# How do you store your saddles?



## goingnutsmom (Nov 28, 2009)

I was wondering what you guys to store your saddles. I had been thinking along the lines of a roundish table leg or something similar that was big enough diameter to hold a saddle good, I just don't know how to get my idea from my head to the wall. My husband thinks I am nuts on this and is no help.


----------



## salmonfisher77 (Jul 15, 2009)

In a plastic tote, thrown in loosly!


----------



## jross (Dec 20, 2008)

Laid on a shelf in the shed. Out of the weather, of course. I think all you need to do is keep them dry and out of the sun. When we go for day hikes we just throw them into the back of the pickup along with all the panniers and bags and walking sticks and stuff. We have a camper shell on the truck to keep everything of the weather, tho.


----------



## sweetgoatmama (Dec 10, 2008)

I hang mine by the straps on a big plastic covered hook. There is a line of these down the two by four upright in the barn.
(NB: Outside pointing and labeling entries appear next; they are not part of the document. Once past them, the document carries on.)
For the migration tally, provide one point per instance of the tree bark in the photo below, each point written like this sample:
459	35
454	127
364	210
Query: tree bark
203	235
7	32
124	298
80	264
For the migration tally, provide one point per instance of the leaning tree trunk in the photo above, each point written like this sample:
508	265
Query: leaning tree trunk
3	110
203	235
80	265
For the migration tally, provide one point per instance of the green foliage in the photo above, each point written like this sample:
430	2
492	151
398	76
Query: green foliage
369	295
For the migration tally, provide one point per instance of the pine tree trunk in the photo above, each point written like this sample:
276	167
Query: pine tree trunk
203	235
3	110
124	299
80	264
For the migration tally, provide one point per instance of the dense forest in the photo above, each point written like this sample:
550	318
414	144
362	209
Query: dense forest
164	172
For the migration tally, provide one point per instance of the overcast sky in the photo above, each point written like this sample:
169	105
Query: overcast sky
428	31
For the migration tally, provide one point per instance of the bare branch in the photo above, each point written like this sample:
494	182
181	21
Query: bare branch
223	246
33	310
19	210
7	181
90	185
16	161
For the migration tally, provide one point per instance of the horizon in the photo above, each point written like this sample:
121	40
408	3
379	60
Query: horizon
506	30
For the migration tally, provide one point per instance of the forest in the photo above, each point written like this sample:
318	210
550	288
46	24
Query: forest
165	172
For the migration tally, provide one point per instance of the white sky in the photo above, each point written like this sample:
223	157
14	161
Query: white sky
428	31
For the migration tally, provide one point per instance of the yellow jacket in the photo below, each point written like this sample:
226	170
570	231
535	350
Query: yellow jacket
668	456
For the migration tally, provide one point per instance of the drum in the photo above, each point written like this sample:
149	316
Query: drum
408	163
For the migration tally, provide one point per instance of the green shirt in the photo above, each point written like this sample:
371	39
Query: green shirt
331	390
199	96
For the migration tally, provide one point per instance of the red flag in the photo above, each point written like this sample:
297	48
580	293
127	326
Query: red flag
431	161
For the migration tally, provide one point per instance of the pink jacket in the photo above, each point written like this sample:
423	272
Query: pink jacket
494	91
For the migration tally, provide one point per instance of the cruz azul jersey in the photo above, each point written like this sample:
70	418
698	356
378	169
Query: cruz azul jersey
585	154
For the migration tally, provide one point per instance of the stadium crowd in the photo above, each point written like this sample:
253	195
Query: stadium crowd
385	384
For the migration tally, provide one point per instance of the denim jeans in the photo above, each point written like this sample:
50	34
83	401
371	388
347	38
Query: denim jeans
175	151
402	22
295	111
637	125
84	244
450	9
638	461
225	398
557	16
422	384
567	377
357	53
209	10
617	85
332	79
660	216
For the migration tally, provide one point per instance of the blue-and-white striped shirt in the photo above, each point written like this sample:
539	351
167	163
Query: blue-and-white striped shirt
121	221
The ones I'm not using are stored in a big metal garbage can with a metal lid so mice and rats can't chew on the straps and felt/


----------



## Harriet Aiken (Nov 14, 2010)

I use saddle racks for horse saddles, screwed to the wall, in a room of the barn that is mouse-free and can be heated enough to prevent dampness. This equipment can represent a fairly substantial investment that I would like to protect as much as possible.


----------



## Rex (Nov 30, 2008)

The saddles I use often are on a saddle rack on the wall of the barn so Mice can't get to them. The rest of the saddles and panniers are in a heavy plasic blue tote container. No food allowed in with the gear to help keep the mice from wanting to chew into it.


----------